ECONOMY

IIF: Relax fiscal policy in favor of faster growth

The Institute of International Finance (IIF) forecasts a Greek deficit of 8.5 percent for this year, while recommending to both the government and the troika that the country?s gross domestic product is bolstered in order to stop the recession as early as possible.

In a report on the subject of whether there is a better way for fiscal streamlining than the current program, the IIF says that the government will miss its target of a budget deficit of 7.6 percent of GDP for this year, even with the new measures it has taken over the last few days, stressing that the best way out of the crisis is through funding growth and not taxation.

The IIF goes on to propose that the eurozone and the International Monetary Fund speed up the distribution of their loans to Greece to channel more funds to the country?s economy as quickly as possible.

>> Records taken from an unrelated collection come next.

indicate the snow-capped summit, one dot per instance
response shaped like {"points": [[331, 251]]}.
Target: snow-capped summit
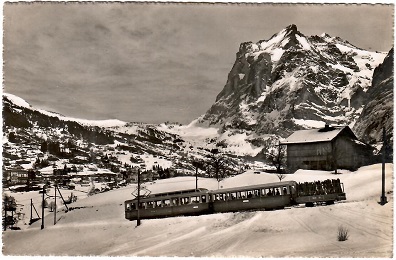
{"points": [[18, 103], [292, 81]]}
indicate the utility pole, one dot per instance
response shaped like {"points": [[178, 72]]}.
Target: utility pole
{"points": [[5, 213], [196, 177], [197, 164], [42, 209], [55, 206], [138, 206], [31, 210], [383, 197]]}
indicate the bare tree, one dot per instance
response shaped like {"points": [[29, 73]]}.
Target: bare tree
{"points": [[277, 157], [216, 165], [281, 176]]}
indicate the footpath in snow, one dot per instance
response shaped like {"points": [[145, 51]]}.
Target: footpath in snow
{"points": [[97, 225]]}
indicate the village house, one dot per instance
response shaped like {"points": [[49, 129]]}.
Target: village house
{"points": [[328, 148]]}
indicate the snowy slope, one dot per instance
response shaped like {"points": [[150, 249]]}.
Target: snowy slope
{"points": [[102, 123], [99, 227], [291, 82]]}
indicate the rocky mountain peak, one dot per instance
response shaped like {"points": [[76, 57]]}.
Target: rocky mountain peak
{"points": [[291, 82]]}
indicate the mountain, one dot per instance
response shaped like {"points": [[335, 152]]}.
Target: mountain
{"points": [[35, 139], [378, 112], [292, 82]]}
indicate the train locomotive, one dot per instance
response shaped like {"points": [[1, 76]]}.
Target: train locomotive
{"points": [[201, 201]]}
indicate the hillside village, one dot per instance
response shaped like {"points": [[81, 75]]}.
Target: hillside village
{"points": [[274, 120]]}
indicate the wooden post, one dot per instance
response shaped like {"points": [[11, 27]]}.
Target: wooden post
{"points": [[138, 206], [55, 207], [383, 197], [31, 210], [42, 209], [5, 213]]}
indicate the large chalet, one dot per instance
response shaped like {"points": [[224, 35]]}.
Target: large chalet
{"points": [[328, 148]]}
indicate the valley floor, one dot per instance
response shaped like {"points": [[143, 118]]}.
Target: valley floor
{"points": [[99, 228]]}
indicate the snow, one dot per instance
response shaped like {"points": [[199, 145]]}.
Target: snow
{"points": [[276, 54], [102, 123], [303, 41], [98, 227], [17, 100], [312, 135], [278, 38], [309, 123]]}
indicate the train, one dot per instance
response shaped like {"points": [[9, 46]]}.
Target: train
{"points": [[269, 196]]}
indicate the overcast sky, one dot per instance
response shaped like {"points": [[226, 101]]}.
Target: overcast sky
{"points": [[154, 62]]}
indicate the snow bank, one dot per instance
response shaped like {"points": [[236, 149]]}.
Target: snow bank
{"points": [[98, 227]]}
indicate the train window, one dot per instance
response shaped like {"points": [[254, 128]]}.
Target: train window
{"points": [[185, 200], [257, 193], [195, 199], [166, 203], [233, 195]]}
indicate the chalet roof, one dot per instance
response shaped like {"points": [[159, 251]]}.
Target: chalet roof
{"points": [[325, 134]]}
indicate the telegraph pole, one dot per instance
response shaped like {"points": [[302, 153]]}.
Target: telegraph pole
{"points": [[55, 206], [42, 209], [138, 216], [196, 177], [31, 210], [383, 197]]}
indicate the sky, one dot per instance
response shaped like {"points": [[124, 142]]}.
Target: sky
{"points": [[147, 62]]}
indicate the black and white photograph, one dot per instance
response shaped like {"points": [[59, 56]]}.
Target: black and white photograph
{"points": [[212, 129]]}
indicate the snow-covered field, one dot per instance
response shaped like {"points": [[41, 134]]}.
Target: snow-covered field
{"points": [[98, 226]]}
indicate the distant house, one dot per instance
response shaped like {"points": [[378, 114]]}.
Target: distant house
{"points": [[328, 148]]}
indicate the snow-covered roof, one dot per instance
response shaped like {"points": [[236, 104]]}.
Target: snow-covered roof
{"points": [[314, 135]]}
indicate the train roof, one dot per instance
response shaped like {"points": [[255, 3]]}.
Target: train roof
{"points": [[178, 192], [165, 195], [257, 186]]}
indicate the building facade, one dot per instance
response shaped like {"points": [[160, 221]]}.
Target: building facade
{"points": [[328, 148]]}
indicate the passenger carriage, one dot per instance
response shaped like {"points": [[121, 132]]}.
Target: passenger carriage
{"points": [[318, 192], [169, 204], [255, 197]]}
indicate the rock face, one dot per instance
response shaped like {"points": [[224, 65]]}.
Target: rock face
{"points": [[378, 112], [292, 82]]}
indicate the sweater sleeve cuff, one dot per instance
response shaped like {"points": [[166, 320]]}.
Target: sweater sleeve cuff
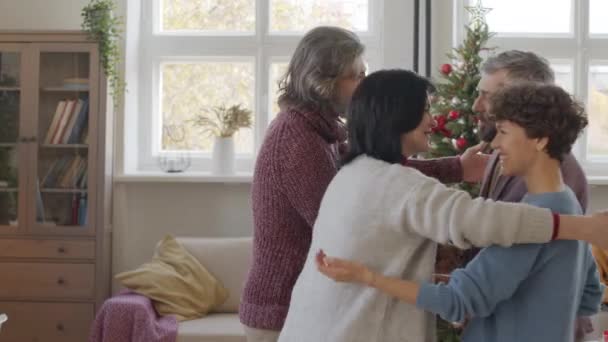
{"points": [[431, 298], [537, 226], [555, 226]]}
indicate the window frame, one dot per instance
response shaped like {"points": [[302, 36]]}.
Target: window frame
{"points": [[261, 47], [580, 49]]}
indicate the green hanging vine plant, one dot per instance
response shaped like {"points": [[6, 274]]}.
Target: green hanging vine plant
{"points": [[102, 26]]}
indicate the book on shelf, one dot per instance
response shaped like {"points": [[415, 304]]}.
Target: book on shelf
{"points": [[82, 210], [40, 214], [76, 83], [66, 172], [68, 122]]}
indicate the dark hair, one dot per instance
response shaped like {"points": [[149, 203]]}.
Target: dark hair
{"points": [[323, 55], [385, 105], [542, 110]]}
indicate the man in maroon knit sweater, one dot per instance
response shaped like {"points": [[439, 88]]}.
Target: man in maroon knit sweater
{"points": [[298, 159]]}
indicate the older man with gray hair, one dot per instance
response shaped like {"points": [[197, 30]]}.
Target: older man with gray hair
{"points": [[506, 68]]}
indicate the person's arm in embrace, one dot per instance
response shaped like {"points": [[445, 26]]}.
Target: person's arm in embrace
{"points": [[471, 292]]}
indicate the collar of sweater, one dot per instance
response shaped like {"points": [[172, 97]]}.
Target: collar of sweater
{"points": [[327, 124]]}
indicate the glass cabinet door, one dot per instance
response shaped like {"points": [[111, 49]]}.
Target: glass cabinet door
{"points": [[11, 147], [61, 201]]}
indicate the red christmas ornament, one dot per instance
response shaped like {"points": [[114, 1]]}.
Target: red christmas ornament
{"points": [[446, 132], [446, 69], [441, 121], [461, 143]]}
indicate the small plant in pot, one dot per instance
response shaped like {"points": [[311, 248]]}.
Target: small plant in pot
{"points": [[222, 123]]}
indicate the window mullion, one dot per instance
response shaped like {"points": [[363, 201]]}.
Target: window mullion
{"points": [[581, 72]]}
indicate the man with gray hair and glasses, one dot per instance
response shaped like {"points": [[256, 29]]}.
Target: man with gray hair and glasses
{"points": [[498, 71]]}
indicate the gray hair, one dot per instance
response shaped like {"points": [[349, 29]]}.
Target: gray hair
{"points": [[323, 55], [520, 66]]}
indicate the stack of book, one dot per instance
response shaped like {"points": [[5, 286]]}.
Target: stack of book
{"points": [[67, 172], [68, 123]]}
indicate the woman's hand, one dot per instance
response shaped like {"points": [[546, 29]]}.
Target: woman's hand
{"points": [[343, 270]]}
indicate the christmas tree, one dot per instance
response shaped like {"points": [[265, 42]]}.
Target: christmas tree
{"points": [[452, 103], [456, 128]]}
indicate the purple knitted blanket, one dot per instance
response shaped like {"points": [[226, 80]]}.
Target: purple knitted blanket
{"points": [[130, 317]]}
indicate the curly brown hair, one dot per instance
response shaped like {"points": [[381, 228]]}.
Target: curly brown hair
{"points": [[542, 110]]}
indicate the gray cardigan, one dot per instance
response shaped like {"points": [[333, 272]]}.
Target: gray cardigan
{"points": [[390, 217]]}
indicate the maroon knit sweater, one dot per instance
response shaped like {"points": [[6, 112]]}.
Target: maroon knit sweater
{"points": [[295, 165]]}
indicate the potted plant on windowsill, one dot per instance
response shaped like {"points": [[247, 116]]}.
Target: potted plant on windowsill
{"points": [[222, 123]]}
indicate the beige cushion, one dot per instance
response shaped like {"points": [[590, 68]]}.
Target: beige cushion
{"points": [[212, 328], [176, 282], [229, 259]]}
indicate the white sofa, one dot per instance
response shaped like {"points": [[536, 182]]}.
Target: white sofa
{"points": [[600, 324], [228, 259]]}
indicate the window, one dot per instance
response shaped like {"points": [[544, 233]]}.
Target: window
{"points": [[194, 55], [573, 37]]}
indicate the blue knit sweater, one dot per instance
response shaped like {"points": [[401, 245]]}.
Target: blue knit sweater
{"points": [[529, 292]]}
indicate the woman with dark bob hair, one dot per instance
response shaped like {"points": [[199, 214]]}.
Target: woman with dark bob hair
{"points": [[390, 218], [296, 162]]}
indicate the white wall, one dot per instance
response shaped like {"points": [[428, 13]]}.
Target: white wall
{"points": [[147, 211], [41, 14]]}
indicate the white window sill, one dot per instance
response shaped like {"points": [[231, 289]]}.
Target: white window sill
{"points": [[183, 177], [597, 180]]}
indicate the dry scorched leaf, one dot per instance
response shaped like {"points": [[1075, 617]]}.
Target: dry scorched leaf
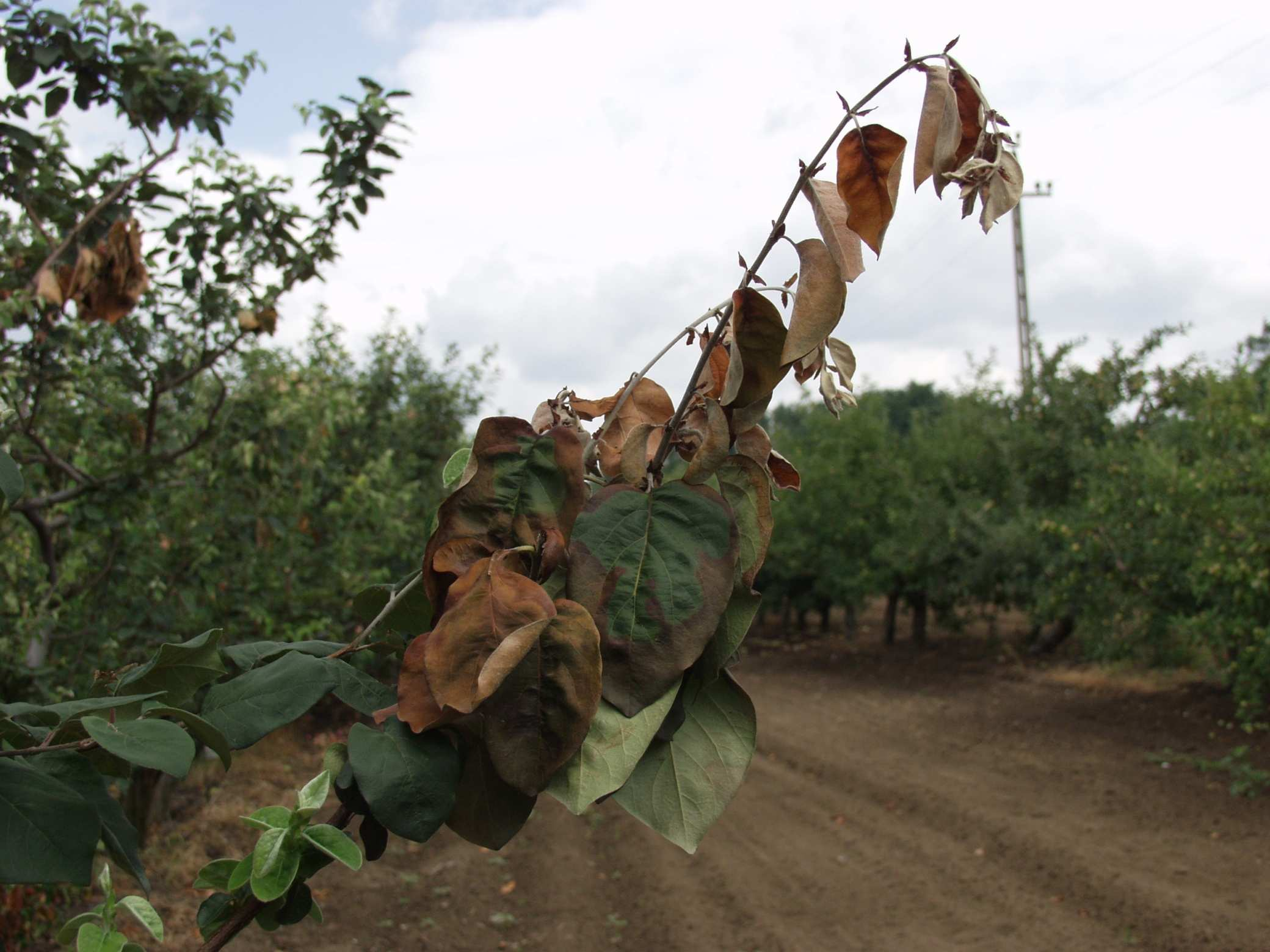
{"points": [[522, 484], [758, 338], [1003, 191], [869, 165], [655, 570], [492, 620], [831, 218], [648, 403], [713, 424], [818, 303], [971, 115], [744, 485], [939, 134], [540, 715]]}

The report notes the difference between planned and actual revenues and expenditures, estimating the primary deficit will overshoot the figure forecast by over 2 billion euros. This, combined with the dramatic worsening of the GDP contraction (to 5 instead of 2.6 percent), is seen leading the fiscal deficit to an increase amounting to 1 percent of GDP.

Greece has registered some significant progress in terms of reducing its deficit, the IIF acknowledges, but there are still some serious problems regarding growth. The institute, which played a key role in the July 21 eurozone agreement for Greece?s second bailout package, expects the country?s GDP to drop to 221.8 billion euros this year from 230.2 billion in 2010 and 235.1 billion in 2009. It expects the recession to continue into next year (by about 1 to 2 percent), taking GDP down to 219.3 billion euros before it starts rebounding.

To speed up an economic recovery, the IIF suggests that the troika and the government need to put aside their tight fiscal policy and start to increase the funds going to public investment from next year. It estimates that if investment grows by 2 billion euros in 2012 and capital transfer from the European Union increases by 1 billion euros, then the drop in the GDP will be contained, taking the country?s gross domestic product to 221.1 billion euros from a forecast of 219.3 billion. The results will be more evident later, as GDP will come to 230 billion euros in 2013 and 239 billion in 2014, according to the IIF.

The institute further stresses the need for the privatization of Hellenic Postbank, ATEbank, the Public Gas Corporation, the Piraeus and Thessaloniki port authorities, the Thessaloniki Water Company and railway operator TRAINOSE.